Abstract

A study of the ‘Current Problems’ publication of the Committee on Safety of Medicines in the UK has shown that many drug safety alerts or warnings are based upon a fairly small number of spontaneous adverse drug reaction reports. In terms of problems naming one drug and one serious reaction, or type of reaction, 24 (52%) of the 46 problems discussed in ‘Current Problems’ related to 10 or less yellow card reports. Nine (43%) of the 21 problems naming one drug and one non-serious reaction, or type of reaction, were concerned with 10 or less reports. ‘Current Problems’ contain many entries other than this rather clear-cut type of situation but, in respect of all other quantified entries in the publication that related to serious reactions, 13 (41%) of the 32 relevant problems were concerned with 10 or less yellow card reports.
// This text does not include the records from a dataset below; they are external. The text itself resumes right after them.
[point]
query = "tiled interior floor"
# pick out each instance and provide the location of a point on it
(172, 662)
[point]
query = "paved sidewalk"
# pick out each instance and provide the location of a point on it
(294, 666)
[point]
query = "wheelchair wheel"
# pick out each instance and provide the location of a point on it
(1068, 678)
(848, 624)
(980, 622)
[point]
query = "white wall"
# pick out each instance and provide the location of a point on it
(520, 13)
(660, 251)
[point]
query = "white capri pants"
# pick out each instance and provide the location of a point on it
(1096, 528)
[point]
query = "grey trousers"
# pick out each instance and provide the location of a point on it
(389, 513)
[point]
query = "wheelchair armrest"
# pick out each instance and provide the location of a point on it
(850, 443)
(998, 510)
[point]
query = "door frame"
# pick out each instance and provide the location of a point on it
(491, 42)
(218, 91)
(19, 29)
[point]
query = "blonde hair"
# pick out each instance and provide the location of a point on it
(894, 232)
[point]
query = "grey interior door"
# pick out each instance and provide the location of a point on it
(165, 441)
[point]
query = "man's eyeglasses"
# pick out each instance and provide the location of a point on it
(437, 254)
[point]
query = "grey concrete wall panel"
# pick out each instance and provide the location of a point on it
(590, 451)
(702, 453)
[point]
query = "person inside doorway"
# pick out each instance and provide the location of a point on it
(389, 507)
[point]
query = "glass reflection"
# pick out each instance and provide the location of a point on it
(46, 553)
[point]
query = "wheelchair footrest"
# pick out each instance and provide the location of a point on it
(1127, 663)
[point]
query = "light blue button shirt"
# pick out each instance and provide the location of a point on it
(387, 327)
The situation seems to be different when non-serious reactions are considered — as in general review articles or entries considering the whole range of reactions being reported in respect of a specific drug — when 9 (65%) of the 14 relevant ‘Current Problems’ entries were concerned with 51 or more yellow card reports. Of the problems that named one drug and one serious reaction, or type of reaction, 12 of the 24 relevant ‘Current Problems’ entries were concerned with 4 or less yellow card reports. The relevant alerts and warnings seem, in view of subsequent experience, to have been justified. Nevertheless, there would seem to be much merit in investigating health hazard signals on computerized databases before publication takes place that may lead to differential reporting and subsequently bias the relevant data.